What protections does a HECM come with?

Counseling: You must be counseled by an independent financial counselor about the risks and benefits of taking a HECM before a lender can start to process your application. Like any financial product, if a HECM is not suitable for your circumstance, the result may be a great deal of stress and unhappiness. Very few products come with a counseling or educational requirement, but a HECM does.
Right of Rescission: Provided you are not using the HECM to purchase a home, you have 3 days to re-evaluate your decision, and may if you wish cancel the entire transaction.
No Monthly Repayment Option: You don’t have to make monthly payments (though you must always pay the taxes, insurance and property maintenance), so your credit cannot be impacted by not making a mortgage payment. However when you leave the home, or have another form of Maturity Event, you will have to repay the loan to the lender. Most borrowers or their estates, pay off the HECM through the sale of the home or, if no equity remaining in the home, give it back to the lender as full payment of the HECM.
Partial Payments:If you partially repay any of a variable rateopen-ended HECM those repayments (not just of principal as in the case of a HELOC, but repayments or draws, interest and mortgage insurance) will increase the existing line of credit available to you.
Own the Home: You own the home. It was not sold to the bank or the lender or the government. It’s your home.
Age-in-Place: You can live in the home for as long as you want or are able.
Non-Recourse Loan: If there is a loss on payoff, you (or your estate) can simply walk away.
Retain Equity: If there is equity in the property, it’s still yours or your estate’s.
Spousal Protection: If a spouse is on the title they are equally protected.
Possible Tax Deductions: If you make payments you potential get the same tax deductions on interest and mortgage insurance you would have gotten with a regular or forward mortgage. (Always check with your tax advisor).
Guaranteed Availability: Unlike a typical home equity (HELOC) loan, your line of credit can never be revoked and is guaranteed by the government (not a bank or an annuity company).
Unused Line of Credit can Grow: Amazingly and most uniquely, the unused or available line of credit on a Variable Rate HECM actually grows annually (at the rate of the sum of the mortgage rate and the annual mortgage insurance rate).Why?
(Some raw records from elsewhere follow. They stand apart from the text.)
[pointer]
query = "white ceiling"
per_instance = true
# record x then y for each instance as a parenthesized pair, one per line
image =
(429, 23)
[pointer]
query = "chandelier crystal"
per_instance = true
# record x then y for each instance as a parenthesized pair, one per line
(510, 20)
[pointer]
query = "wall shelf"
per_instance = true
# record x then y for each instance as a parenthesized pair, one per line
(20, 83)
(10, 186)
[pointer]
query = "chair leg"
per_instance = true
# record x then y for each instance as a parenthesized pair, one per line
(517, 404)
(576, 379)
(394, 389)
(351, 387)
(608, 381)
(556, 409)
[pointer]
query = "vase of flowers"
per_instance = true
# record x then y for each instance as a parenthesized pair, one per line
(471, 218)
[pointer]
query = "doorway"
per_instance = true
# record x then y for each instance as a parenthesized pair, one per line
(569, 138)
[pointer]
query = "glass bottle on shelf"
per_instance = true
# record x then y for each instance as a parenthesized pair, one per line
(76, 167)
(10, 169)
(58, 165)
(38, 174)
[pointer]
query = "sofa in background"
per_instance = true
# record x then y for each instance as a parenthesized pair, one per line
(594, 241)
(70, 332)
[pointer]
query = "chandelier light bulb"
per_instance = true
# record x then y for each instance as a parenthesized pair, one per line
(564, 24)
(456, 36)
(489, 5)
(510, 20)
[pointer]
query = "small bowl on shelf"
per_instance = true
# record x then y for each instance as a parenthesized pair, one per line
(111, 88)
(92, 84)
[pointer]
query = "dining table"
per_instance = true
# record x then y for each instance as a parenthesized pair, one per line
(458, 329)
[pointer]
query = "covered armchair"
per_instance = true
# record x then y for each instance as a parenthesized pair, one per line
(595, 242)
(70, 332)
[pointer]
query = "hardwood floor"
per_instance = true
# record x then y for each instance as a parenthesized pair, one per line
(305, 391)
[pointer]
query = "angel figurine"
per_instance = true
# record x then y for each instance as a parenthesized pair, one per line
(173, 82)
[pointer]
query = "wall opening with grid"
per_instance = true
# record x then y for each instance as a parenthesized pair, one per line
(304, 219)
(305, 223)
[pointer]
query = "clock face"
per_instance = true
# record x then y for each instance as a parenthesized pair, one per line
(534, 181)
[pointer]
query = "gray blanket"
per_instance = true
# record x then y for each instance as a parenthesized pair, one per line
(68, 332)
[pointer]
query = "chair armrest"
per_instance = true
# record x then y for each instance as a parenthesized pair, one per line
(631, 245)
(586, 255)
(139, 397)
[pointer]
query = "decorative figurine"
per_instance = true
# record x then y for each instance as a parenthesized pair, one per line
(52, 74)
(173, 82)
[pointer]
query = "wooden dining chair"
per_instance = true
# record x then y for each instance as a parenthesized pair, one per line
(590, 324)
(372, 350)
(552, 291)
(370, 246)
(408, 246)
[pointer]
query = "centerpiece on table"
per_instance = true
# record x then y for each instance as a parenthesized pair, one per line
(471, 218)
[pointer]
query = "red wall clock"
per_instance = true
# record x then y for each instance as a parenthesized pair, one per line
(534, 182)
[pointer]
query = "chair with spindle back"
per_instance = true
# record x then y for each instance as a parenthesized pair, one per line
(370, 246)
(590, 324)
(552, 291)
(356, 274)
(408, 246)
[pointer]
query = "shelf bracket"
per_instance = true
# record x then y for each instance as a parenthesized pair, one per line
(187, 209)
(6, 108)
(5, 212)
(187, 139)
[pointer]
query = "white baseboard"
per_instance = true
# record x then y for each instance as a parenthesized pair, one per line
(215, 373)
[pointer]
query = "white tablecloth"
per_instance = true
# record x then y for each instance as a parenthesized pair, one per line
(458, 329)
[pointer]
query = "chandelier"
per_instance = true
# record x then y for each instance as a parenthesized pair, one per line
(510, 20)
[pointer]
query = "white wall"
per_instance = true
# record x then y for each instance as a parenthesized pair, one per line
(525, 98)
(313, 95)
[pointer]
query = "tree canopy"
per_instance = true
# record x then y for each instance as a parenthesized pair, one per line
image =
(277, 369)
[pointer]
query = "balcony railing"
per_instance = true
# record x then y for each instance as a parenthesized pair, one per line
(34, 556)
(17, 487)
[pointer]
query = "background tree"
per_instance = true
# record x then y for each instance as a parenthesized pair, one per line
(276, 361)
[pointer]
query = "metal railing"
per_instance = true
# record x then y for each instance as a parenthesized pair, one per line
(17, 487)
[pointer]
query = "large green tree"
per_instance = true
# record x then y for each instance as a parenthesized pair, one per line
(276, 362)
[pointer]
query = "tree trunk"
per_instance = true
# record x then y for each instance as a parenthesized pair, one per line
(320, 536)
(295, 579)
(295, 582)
Because if you didn’t use the line of credit on the HECM, the lender can release the interest and mortgage insurance they had set aside for that anticipated usage back into your line of credit. To exaggerate; if you never used your HECM and never drew down any money over the course of your remaining life, it’s possible that the available line of credit would eventually exceed the original value of your home because the interest and mortgage insurance reserve is released if not used.
Non-Borrowing Spouse: In the event, a spouse is not on title, but qualifies under the FHA rules, that spouse may apply for a deferral of the Due and Payable and continue to occupy the house under the same conditions. However, they may not access any unused HECM line of credit.
Non-payment of Property Tax Assistance: The house can be foreclosed upon should the borrower(s) not pay the property insurance and tax. However, under FHA rules, the servicer must advance the monies to the borrower(s) to facilitate payment, and offer the borrowers up to 24 months’ in a payment plan to repay the overdue amounts. The FHA must give permission for a lender to foreclose if nonpayment of property charges, protecting the borrower against potential unfair lender practices.
Tax-Free Proceeds: The money paid out is a loan. Therefore, it is tax- free (But always check with your tax advisor in the event the tax laws have changed).
Family Purchase of Home at 95% of Appraised Value: In the circumstances that the home has no remaining equity, but the family wishes to purchase the home, they may do so at 95% of its then appraised value.

HECMs are complicated, and borrowers should be well educated on how to use them and what responsibilities they have once they get one. But they are a very creative product if used thoughtfully, and they do solve particular financial problems that face older borrowers.